Hi, I have searched for a long time on this subreddit, in Ooba's documentation, Mistral's documentation and everything, but I just can't find what I am looking for.
I see everyone claiming Mistral can handle up to 32k context size, however while it technically won't refuse to generate anything above like 8k, the output is just not good. I have it loaded in Oobabooga's text-generation-webui and am using the API through SillyTavern. I loaded the normal Mistral 7B just to check, but with my current 12k story, all it can generate is gibberish if I give it the full context. However, I also checked using other fine-tunes of Mistral.
What am I doing wrong? I am using the GPTQ version on my RX 7900 XTX. Is it just advertising that it won't crash until 32k or something, or am I doing something wrong for not getting coherent output above 8k? I did mess with the alpha values, and while doing so does eliminate the gibberish, I do get the idea that the quality does suffer somehow.
I've been playing around with this. The standard model uses a rope freq base of 10,000. At that freq base it can handle slightly more than the 8K tokens it was trained on, according to the Mistral AI info, before producing garbage (at roughly 9K tokens).
However when I use a rope freq base of 45000 I can have reasonable conversations, at least for some of the mistral models, up to more than 25k tokens.
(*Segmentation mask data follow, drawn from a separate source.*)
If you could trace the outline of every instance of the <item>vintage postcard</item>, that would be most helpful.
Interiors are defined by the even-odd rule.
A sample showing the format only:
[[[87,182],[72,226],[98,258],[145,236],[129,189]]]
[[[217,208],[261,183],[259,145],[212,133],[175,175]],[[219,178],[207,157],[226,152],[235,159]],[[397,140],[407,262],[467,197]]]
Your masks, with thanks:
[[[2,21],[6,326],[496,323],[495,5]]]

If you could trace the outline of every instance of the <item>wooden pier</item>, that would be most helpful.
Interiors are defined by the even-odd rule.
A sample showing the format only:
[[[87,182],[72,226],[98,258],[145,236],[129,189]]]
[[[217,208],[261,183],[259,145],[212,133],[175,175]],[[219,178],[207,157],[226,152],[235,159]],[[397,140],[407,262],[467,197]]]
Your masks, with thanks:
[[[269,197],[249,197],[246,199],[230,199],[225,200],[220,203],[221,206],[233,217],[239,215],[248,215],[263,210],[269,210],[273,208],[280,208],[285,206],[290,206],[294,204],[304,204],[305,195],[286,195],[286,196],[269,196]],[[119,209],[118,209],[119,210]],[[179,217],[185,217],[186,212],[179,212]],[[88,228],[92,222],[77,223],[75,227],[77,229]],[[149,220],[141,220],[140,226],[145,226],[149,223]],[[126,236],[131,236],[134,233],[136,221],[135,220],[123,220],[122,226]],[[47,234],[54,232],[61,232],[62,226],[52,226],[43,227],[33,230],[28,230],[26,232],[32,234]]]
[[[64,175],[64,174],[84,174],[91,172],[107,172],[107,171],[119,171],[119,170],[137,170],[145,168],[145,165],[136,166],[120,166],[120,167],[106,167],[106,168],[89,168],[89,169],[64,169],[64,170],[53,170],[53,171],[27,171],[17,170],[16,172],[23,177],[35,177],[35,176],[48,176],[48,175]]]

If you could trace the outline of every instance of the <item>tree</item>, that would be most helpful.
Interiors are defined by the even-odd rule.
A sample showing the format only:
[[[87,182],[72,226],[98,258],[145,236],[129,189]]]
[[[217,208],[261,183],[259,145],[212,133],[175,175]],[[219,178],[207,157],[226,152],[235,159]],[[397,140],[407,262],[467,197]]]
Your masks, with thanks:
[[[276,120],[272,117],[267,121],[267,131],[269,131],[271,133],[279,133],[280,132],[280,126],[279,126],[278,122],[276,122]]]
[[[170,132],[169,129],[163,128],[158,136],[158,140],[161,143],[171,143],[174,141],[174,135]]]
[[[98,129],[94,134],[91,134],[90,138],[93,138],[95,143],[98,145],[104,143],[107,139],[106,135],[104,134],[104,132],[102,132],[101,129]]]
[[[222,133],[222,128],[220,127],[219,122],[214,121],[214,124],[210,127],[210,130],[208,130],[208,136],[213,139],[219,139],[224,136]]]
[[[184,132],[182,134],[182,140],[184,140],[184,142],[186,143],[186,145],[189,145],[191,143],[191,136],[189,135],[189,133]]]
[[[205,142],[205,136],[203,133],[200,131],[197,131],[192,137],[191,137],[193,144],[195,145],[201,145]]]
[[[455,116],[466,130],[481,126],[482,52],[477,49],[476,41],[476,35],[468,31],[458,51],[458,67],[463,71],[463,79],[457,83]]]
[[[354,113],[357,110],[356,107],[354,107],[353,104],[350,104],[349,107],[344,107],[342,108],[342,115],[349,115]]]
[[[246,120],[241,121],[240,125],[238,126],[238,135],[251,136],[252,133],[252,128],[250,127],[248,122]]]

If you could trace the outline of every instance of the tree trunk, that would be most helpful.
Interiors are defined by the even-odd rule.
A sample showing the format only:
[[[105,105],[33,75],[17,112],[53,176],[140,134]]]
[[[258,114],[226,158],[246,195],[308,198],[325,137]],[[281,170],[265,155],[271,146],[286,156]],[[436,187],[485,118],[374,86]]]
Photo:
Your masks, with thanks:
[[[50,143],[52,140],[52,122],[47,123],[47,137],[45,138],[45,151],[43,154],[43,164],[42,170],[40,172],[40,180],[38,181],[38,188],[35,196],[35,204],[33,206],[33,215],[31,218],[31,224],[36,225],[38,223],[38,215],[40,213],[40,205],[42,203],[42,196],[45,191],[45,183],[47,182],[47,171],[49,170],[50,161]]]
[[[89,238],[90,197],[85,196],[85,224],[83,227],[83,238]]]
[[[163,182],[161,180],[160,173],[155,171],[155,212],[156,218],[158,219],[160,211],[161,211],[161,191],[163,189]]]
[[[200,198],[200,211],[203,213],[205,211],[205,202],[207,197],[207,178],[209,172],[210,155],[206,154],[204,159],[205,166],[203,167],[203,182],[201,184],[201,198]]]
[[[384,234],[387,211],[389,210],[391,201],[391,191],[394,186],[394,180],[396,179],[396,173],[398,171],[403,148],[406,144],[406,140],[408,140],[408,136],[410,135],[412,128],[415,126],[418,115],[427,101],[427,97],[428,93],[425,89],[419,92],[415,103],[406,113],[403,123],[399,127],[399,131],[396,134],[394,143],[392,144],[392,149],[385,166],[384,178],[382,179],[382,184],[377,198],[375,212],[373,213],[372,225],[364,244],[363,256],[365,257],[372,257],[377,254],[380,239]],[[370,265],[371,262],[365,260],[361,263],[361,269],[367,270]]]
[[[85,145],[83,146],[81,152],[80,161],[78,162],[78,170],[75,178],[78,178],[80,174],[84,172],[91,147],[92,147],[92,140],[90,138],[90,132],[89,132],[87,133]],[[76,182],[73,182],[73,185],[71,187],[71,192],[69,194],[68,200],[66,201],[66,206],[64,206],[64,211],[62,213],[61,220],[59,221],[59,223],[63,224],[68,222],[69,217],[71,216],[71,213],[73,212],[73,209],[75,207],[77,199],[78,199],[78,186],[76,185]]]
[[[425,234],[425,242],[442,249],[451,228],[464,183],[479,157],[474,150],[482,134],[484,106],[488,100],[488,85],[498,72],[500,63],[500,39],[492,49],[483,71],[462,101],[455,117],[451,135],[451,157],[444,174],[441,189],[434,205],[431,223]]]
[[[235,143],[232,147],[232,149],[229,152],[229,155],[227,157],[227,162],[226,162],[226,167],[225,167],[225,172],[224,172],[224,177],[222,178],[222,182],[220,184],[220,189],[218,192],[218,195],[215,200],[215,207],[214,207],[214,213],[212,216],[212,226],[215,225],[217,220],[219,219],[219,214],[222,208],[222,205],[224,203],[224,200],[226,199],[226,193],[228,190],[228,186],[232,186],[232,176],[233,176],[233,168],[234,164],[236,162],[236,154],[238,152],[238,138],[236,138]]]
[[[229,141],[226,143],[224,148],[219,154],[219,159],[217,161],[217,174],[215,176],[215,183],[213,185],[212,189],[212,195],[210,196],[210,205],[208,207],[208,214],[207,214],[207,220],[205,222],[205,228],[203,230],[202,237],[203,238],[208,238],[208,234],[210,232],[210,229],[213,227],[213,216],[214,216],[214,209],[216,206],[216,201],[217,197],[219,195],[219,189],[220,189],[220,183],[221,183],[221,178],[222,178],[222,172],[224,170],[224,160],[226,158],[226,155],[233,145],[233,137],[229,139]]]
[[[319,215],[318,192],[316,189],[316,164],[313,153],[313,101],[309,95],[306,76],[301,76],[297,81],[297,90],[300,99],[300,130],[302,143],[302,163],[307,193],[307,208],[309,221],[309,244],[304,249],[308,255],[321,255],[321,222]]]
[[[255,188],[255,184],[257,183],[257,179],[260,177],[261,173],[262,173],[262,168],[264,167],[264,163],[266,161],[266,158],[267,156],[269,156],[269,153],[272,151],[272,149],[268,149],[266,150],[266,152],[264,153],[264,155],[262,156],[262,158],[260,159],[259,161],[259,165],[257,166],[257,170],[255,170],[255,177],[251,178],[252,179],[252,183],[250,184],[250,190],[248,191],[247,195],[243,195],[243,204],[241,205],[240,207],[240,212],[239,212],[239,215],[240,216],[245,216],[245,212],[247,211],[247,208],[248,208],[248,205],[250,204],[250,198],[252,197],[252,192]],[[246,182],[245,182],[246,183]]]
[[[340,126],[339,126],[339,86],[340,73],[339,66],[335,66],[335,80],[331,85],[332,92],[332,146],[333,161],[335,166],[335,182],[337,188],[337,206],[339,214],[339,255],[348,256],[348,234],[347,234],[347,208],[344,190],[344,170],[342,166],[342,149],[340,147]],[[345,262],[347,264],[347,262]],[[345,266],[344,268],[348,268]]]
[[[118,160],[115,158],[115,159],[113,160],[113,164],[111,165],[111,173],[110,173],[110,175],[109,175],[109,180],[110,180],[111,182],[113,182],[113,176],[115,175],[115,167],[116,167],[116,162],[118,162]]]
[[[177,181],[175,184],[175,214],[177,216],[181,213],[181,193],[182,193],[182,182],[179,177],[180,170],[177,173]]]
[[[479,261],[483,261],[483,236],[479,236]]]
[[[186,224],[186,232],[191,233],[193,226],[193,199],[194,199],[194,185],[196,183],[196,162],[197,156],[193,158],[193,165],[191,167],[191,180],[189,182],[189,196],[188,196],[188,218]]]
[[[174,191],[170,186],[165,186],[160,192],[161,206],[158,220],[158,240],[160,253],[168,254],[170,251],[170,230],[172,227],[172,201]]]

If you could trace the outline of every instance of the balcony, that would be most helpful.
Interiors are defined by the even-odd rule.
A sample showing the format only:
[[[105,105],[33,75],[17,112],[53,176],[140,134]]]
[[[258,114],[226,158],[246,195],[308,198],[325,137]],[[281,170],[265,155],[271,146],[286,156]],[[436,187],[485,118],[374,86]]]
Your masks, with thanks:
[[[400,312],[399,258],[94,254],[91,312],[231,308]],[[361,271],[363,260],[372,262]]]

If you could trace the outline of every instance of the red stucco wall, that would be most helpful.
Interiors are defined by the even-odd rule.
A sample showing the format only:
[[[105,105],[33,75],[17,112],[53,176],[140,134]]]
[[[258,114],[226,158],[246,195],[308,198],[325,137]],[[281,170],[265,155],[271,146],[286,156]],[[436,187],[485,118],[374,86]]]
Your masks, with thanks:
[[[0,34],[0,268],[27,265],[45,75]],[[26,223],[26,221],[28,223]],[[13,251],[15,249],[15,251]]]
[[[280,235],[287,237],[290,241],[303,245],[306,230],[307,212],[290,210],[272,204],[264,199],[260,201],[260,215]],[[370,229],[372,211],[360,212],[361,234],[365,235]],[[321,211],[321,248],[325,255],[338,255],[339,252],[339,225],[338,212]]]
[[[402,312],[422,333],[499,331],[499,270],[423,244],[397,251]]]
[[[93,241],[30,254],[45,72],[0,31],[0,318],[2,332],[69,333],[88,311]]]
Not all of the mistral models are still very coherent at 25K tokens but the dolphin 2.1 model and some others still work quite well. For the details see: here
This is very helpful. The GGUF format is supposed to set the correct ROPE, but this apparently isn't the case for Mistral. This is something to bring up at the llamaCPP github, so that whoever works on ROPEs can adjust Mistral behavior.
Thanks for your reaction. In this case I think it's not a bug in llama.cpp but in the parameters of the Mistral models. The original Mistral models have been trained on 8K context size, see Product | Mistral AI | Open source models .
But when I load a Mistral model, or a finetune of a Mistral model, koboldcpp always reports a trained context size of 32768, like this:
llm_load_print_meta: n_ctx_train = 32768
So llama.cpp (or koboldcpp) just assume that up to 32768 context size, no NTK scaling is needed and they leave the rope freq base at 10000, which I think is correct. I don't know why the model has this n_ctx_train parameter at 32768 instead of 8192, maybe a mistake?